Add REGEXP/NOT REGEXP operators to API4
We have a few SearchKit use-cases that require regular expressions in
where, so it would be nice for API4 and SearchKit to support MySQL's
REGEXP operator. I have a working patch to add this feature here.
One detail I got stuck on is that for typical Civi deployments (i.e. using the default collation), MySQL's
REGEXP is case-insensitive, which is not what you would usually expect when dealing with regular expressions. In Search Builder, where we also also offer the
REGEXP operator, we've chosen to force case-sensitivity via
BINARY; I feel like while that might make sense for a user-facing component like Search Builder, it's not clear that this is the right default for a more low-level component like API4 - but you could make that argument for SearchKit, so it would be nice for API4 to at least support case-sensitivity when explicitly requested.
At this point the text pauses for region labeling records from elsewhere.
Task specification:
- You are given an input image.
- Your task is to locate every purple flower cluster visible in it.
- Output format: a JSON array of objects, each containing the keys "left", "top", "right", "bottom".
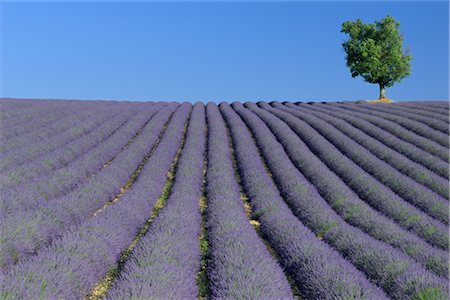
[
  {"left": 263, "top": 105, "right": 449, "bottom": 250},
  {"left": 0, "top": 103, "right": 113, "bottom": 154},
  {"left": 360, "top": 104, "right": 449, "bottom": 135},
  {"left": 0, "top": 110, "right": 123, "bottom": 172},
  {"left": 339, "top": 104, "right": 450, "bottom": 148},
  {"left": 268, "top": 105, "right": 449, "bottom": 224},
  {"left": 108, "top": 103, "right": 206, "bottom": 299},
  {"left": 0, "top": 106, "right": 134, "bottom": 190},
  {"left": 0, "top": 106, "right": 89, "bottom": 140},
  {"left": 201, "top": 103, "right": 292, "bottom": 299},
  {"left": 282, "top": 104, "right": 449, "bottom": 199},
  {"left": 286, "top": 104, "right": 449, "bottom": 180},
  {"left": 230, "top": 102, "right": 448, "bottom": 276},
  {"left": 0, "top": 98, "right": 450, "bottom": 300},
  {"left": 220, "top": 103, "right": 386, "bottom": 299},
  {"left": 0, "top": 105, "right": 162, "bottom": 213},
  {"left": 0, "top": 104, "right": 177, "bottom": 270},
  {"left": 0, "top": 104, "right": 191, "bottom": 299},
  {"left": 394, "top": 101, "right": 449, "bottom": 113},
  {"left": 248, "top": 104, "right": 448, "bottom": 299},
  {"left": 326, "top": 103, "right": 449, "bottom": 163},
  {"left": 385, "top": 104, "right": 450, "bottom": 122}
]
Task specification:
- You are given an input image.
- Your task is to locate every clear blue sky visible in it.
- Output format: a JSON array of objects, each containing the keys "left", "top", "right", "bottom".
[{"left": 0, "top": 1, "right": 449, "bottom": 102}]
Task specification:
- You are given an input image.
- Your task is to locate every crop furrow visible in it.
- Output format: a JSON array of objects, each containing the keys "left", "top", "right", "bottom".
[
  {"left": 0, "top": 104, "right": 191, "bottom": 299},
  {"left": 0, "top": 105, "right": 176, "bottom": 270},
  {"left": 332, "top": 104, "right": 450, "bottom": 148},
  {"left": 294, "top": 104, "right": 449, "bottom": 180},
  {"left": 273, "top": 104, "right": 449, "bottom": 202},
  {"left": 243, "top": 104, "right": 448, "bottom": 299}
]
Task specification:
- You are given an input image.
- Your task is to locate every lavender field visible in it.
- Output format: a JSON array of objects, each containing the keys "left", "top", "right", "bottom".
[{"left": 0, "top": 99, "right": 450, "bottom": 300}]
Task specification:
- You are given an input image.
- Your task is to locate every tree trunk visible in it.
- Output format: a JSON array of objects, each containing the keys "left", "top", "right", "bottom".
[{"left": 380, "top": 84, "right": 386, "bottom": 99}]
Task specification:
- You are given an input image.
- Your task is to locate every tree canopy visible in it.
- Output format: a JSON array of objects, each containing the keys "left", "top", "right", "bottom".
[{"left": 341, "top": 16, "right": 412, "bottom": 98}]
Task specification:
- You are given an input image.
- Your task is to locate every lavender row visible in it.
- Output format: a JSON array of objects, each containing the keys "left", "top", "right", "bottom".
[
  {"left": 385, "top": 104, "right": 450, "bottom": 122},
  {"left": 0, "top": 104, "right": 191, "bottom": 299},
  {"left": 0, "top": 100, "right": 105, "bottom": 128},
  {"left": 394, "top": 102, "right": 449, "bottom": 117},
  {"left": 0, "top": 107, "right": 142, "bottom": 190},
  {"left": 248, "top": 104, "right": 448, "bottom": 276},
  {"left": 265, "top": 105, "right": 449, "bottom": 224},
  {"left": 0, "top": 105, "right": 156, "bottom": 205},
  {"left": 107, "top": 103, "right": 206, "bottom": 299},
  {"left": 0, "top": 102, "right": 123, "bottom": 149},
  {"left": 294, "top": 104, "right": 449, "bottom": 180},
  {"left": 358, "top": 104, "right": 449, "bottom": 135},
  {"left": 201, "top": 103, "right": 292, "bottom": 299},
  {"left": 331, "top": 104, "right": 450, "bottom": 148},
  {"left": 0, "top": 98, "right": 40, "bottom": 114},
  {"left": 314, "top": 103, "right": 449, "bottom": 163},
  {"left": 220, "top": 103, "right": 386, "bottom": 299},
  {"left": 0, "top": 102, "right": 123, "bottom": 157},
  {"left": 0, "top": 107, "right": 94, "bottom": 144},
  {"left": 0, "top": 104, "right": 177, "bottom": 270},
  {"left": 0, "top": 109, "right": 121, "bottom": 172},
  {"left": 273, "top": 103, "right": 449, "bottom": 202},
  {"left": 244, "top": 104, "right": 448, "bottom": 299},
  {"left": 258, "top": 105, "right": 449, "bottom": 250}
]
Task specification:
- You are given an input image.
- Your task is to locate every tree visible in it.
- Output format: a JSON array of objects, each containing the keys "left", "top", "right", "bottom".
[{"left": 341, "top": 16, "right": 412, "bottom": 99}]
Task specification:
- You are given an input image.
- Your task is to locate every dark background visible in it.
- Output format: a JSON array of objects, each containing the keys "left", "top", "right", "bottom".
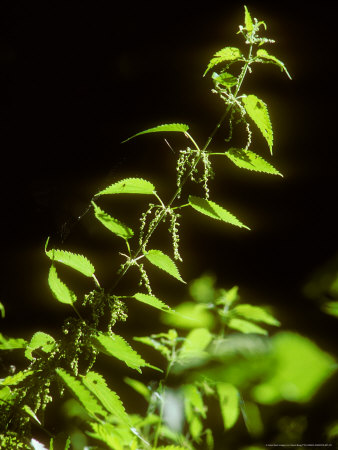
[{"left": 0, "top": 1, "right": 338, "bottom": 446}]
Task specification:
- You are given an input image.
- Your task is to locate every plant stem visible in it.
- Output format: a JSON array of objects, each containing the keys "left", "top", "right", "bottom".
[{"left": 109, "top": 44, "right": 253, "bottom": 292}]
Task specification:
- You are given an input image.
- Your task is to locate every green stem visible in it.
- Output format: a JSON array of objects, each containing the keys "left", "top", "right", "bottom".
[{"left": 109, "top": 44, "right": 253, "bottom": 292}]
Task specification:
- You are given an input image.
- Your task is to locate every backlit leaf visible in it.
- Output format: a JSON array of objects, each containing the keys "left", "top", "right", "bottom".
[
  {"left": 123, "top": 123, "right": 189, "bottom": 142},
  {"left": 228, "top": 319, "right": 268, "bottom": 335},
  {"left": 92, "top": 333, "right": 150, "bottom": 373},
  {"left": 92, "top": 202, "right": 134, "bottom": 240},
  {"left": 257, "top": 48, "right": 291, "bottom": 80},
  {"left": 216, "top": 382, "right": 239, "bottom": 430},
  {"left": 48, "top": 266, "right": 76, "bottom": 305},
  {"left": 55, "top": 368, "right": 107, "bottom": 416},
  {"left": 25, "top": 331, "right": 55, "bottom": 361},
  {"left": 231, "top": 304, "right": 280, "bottom": 327},
  {"left": 225, "top": 148, "right": 283, "bottom": 176},
  {"left": 131, "top": 292, "right": 171, "bottom": 311},
  {"left": 95, "top": 178, "right": 155, "bottom": 197},
  {"left": 242, "top": 95, "right": 273, "bottom": 154},
  {"left": 189, "top": 195, "right": 249, "bottom": 229},
  {"left": 46, "top": 240, "right": 95, "bottom": 277},
  {"left": 203, "top": 47, "right": 242, "bottom": 76},
  {"left": 82, "top": 372, "right": 129, "bottom": 423},
  {"left": 144, "top": 250, "right": 185, "bottom": 283}
]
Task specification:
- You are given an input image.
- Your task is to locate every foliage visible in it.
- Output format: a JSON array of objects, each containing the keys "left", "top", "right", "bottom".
[{"left": 0, "top": 7, "right": 334, "bottom": 450}]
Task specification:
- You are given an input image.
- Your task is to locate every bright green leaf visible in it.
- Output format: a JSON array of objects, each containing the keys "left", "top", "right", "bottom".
[
  {"left": 123, "top": 377, "right": 150, "bottom": 401},
  {"left": 92, "top": 202, "right": 134, "bottom": 240},
  {"left": 244, "top": 5, "right": 253, "bottom": 33},
  {"left": 46, "top": 240, "right": 95, "bottom": 277},
  {"left": 0, "top": 333, "right": 27, "bottom": 350},
  {"left": 25, "top": 331, "right": 55, "bottom": 361},
  {"left": 55, "top": 368, "right": 107, "bottom": 417},
  {"left": 216, "top": 382, "right": 239, "bottom": 430},
  {"left": 81, "top": 372, "right": 129, "bottom": 424},
  {"left": 48, "top": 266, "right": 76, "bottom": 305},
  {"left": 231, "top": 304, "right": 280, "bottom": 327},
  {"left": 95, "top": 178, "right": 155, "bottom": 197},
  {"left": 242, "top": 95, "right": 273, "bottom": 154},
  {"left": 212, "top": 72, "right": 238, "bottom": 88},
  {"left": 228, "top": 319, "right": 268, "bottom": 335},
  {"left": 144, "top": 250, "right": 185, "bottom": 283},
  {"left": 225, "top": 148, "right": 283, "bottom": 176},
  {"left": 252, "top": 331, "right": 337, "bottom": 404},
  {"left": 203, "top": 47, "right": 242, "bottom": 76},
  {"left": 123, "top": 123, "right": 189, "bottom": 142},
  {"left": 131, "top": 292, "right": 171, "bottom": 312},
  {"left": 257, "top": 48, "right": 291, "bottom": 80},
  {"left": 189, "top": 195, "right": 249, "bottom": 229},
  {"left": 92, "top": 333, "right": 156, "bottom": 373}
]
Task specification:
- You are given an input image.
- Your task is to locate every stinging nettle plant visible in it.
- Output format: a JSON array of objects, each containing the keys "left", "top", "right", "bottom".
[{"left": 0, "top": 7, "right": 291, "bottom": 450}]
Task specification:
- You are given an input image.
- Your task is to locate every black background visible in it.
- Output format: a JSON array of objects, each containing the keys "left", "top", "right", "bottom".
[{"left": 0, "top": 1, "right": 337, "bottom": 446}]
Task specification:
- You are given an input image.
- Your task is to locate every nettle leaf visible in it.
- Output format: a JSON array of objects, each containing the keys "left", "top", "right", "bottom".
[
  {"left": 212, "top": 72, "right": 238, "bottom": 89},
  {"left": 256, "top": 48, "right": 292, "bottom": 80},
  {"left": 203, "top": 47, "right": 242, "bottom": 76},
  {"left": 25, "top": 331, "right": 55, "bottom": 361},
  {"left": 92, "top": 333, "right": 154, "bottom": 373},
  {"left": 82, "top": 372, "right": 129, "bottom": 424},
  {"left": 0, "top": 333, "right": 27, "bottom": 350},
  {"left": 225, "top": 148, "right": 283, "bottom": 176},
  {"left": 216, "top": 382, "right": 239, "bottom": 430},
  {"left": 92, "top": 202, "right": 134, "bottom": 240},
  {"left": 55, "top": 368, "right": 107, "bottom": 416},
  {"left": 95, "top": 178, "right": 155, "bottom": 197},
  {"left": 48, "top": 266, "right": 77, "bottom": 305},
  {"left": 231, "top": 304, "right": 280, "bottom": 327},
  {"left": 45, "top": 239, "right": 95, "bottom": 277},
  {"left": 122, "top": 123, "right": 189, "bottom": 143},
  {"left": 242, "top": 95, "right": 273, "bottom": 154},
  {"left": 227, "top": 319, "right": 268, "bottom": 335},
  {"left": 244, "top": 5, "right": 253, "bottom": 33},
  {"left": 189, "top": 195, "right": 250, "bottom": 230},
  {"left": 144, "top": 250, "right": 185, "bottom": 283},
  {"left": 131, "top": 292, "right": 171, "bottom": 312}
]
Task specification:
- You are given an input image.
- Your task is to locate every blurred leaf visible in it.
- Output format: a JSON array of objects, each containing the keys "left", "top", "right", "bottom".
[
  {"left": 160, "top": 302, "right": 215, "bottom": 329},
  {"left": 252, "top": 332, "right": 337, "bottom": 404},
  {"left": 216, "top": 382, "right": 239, "bottom": 430}
]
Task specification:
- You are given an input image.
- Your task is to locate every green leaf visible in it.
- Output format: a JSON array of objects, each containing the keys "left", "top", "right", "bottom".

->addWhere('first_name', 'REGEXP', ['^A', 'c']) // case-sensitive ->addWhere('first_name', 'REGEXP', ['^A', 'i']) // case-insensitive // optionally, also support the simpler notation ->addWhere('first_name', 'REGEXP', '^A']) // use defaults (i.e. rely on collation)
The above could be added after the fact in a backwards-compatible way, so adding the operator in the simpler version from my patch (and following the collation's case-sensitivity by default) would also be an option.
REGEXP_LIKE()is only available in MySQL 8+, so initially we'd have to implement this using
BINARYand only support the
cvalue for the last operand. Once our minimum requirements are bumped to MySQL 8 (in a few decades
😬), we could switch the implementation over to
REGEXP_LIKE()and support other values.